# Fine-Tuning Swin Transformer on CIFAR10
## Chapter 5 Module 2

## Setup and Imports
We begin by installing essential libraries such as Hugging Face Transformers, Datasets, Torchvision, and Accelerate. These provide utilities for model loading, data handling, and efficient training.

In [14]:
!pip install -U transformers datasets torchvision evaluate accelerate --quiet

## Preprocessing CIFAR-10 with a Swin-Compatible Pipeline
We define a transform that resizes CIFAR-10 images to 224x224 (required by Swin) and initializes a Hugging Face image processor to match the pretrained Swin model’s expectations.

In [None]:
import torch
from torchvision import transforms
from torchvision.datasets import CIFAR10
from torch.utils.data import DataLoader
from transformers import AutoImageProcessor, SwinForImageClassification, Trainer, TrainingArguments
import numpy as np

  from .autonotebook import tqdm as notebook_tqdm


## Preprocessing CIFAR-10 with a Swin-Compatible Pipeline
We define a transform that resizes CIFAR-10 images to 224x224 (required by Swin) and initializes a Hugging Face image processor to match the pretrained Swin model’s expectations.

In [None]:
model_name = "microsoft/swin-tiny-patch4-window7-224"
processor = AutoImageProcessor.from_pretrained(model_name)

transform = transforms.Compose([
    transforms.Resize((224, 224)),
    transforms.ToTensor(),
    transforms.Normalize(mean=processor.image_mean, std=processor.image_std),
])

train_dataset = CIFAR10(root="./data", train=True, download=True, transform=transform)
test_dataset = CIFAR10(root="./data", train=False, download=True, transform=transform)

# Wrap for Hugging Face Trainer
class CIFAR10_HFDataset(torch.utils.data.Dataset):
    def __init__(self, dataset):
        self.dataset = dataset

    def __len__(self):
        return len(self.dataset)

    def __getitem__(self, idx):
        image, label = self.dataset[idx]
        return {"pixel_values": image, "label": label}

hf_train = CIFAR10_HFDataset(train_dataset)
hf_test = CIFAR10_HFDataset(test_dataset)

Using a slow image processor as `use_fast` is unset and a slow processor was saved with this model. `use_fast=True` will be the default behavior in v4.52, even if the model was saved with a slow processor.

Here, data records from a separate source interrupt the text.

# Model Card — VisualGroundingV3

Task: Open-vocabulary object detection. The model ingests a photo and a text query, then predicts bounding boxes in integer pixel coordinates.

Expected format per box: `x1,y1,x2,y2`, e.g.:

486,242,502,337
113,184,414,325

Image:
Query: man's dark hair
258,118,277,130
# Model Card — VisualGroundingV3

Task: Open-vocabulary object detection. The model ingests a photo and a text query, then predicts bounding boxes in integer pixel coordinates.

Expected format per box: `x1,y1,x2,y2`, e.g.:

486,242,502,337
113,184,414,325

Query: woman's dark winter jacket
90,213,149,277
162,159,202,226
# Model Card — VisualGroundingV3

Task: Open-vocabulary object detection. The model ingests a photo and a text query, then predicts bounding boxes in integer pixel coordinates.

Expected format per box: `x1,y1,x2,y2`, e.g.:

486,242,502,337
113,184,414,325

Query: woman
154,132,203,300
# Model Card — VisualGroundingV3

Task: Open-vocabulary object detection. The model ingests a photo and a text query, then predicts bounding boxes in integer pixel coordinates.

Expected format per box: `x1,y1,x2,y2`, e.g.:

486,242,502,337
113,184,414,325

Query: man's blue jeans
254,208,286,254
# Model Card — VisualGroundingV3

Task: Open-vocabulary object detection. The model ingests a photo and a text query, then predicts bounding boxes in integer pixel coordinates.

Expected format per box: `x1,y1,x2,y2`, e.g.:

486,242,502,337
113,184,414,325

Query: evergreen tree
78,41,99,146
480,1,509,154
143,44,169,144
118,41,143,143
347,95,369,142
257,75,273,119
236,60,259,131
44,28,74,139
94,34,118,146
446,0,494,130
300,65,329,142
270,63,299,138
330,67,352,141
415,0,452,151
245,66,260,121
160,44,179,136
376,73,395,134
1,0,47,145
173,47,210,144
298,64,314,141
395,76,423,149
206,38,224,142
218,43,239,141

This will result in minor differences in outputs. You'll still be able to use a slow processor with `use_fast=False`.


## Loading the Pretrained Swin Transformer
We load the Swin-Tiny model from Hugging Face's model hub, specifying num_labels=10 to match CIFAR-10’s classes. The ignore_mismatched_sizes=True argument ensures compatibility even if the classification head dimensions differ.



In [None]:
model = SwinForImageClassification.from_pretrained(
    model_name,
    num_labels=10,
    ignore_mismatched_sizes=True
)

# Freeze everything except the classification head
for param in model.parameters():
    param.requires_grad = False

for param in model.classifier.parameters():
    param.requires_grad = True

Some weights of SwinForImageClassification were not initialized from the model checkpoint at microsoft/swin-tiny-patch4-window7-224 and are newly initialized because the shapes did not match:
- classifier.bias: found shape torch.Size([1000]) in the checkpoint and torch.Size([10]) in the model instantiated
- classifier.weight: found shape torch.Size([1000, 768]) in the checkpoint and torch.Size([10, 768]) in the model instantiated
You should probably TRAIN this model on a down-stream task to be able to use it for predictions and inference.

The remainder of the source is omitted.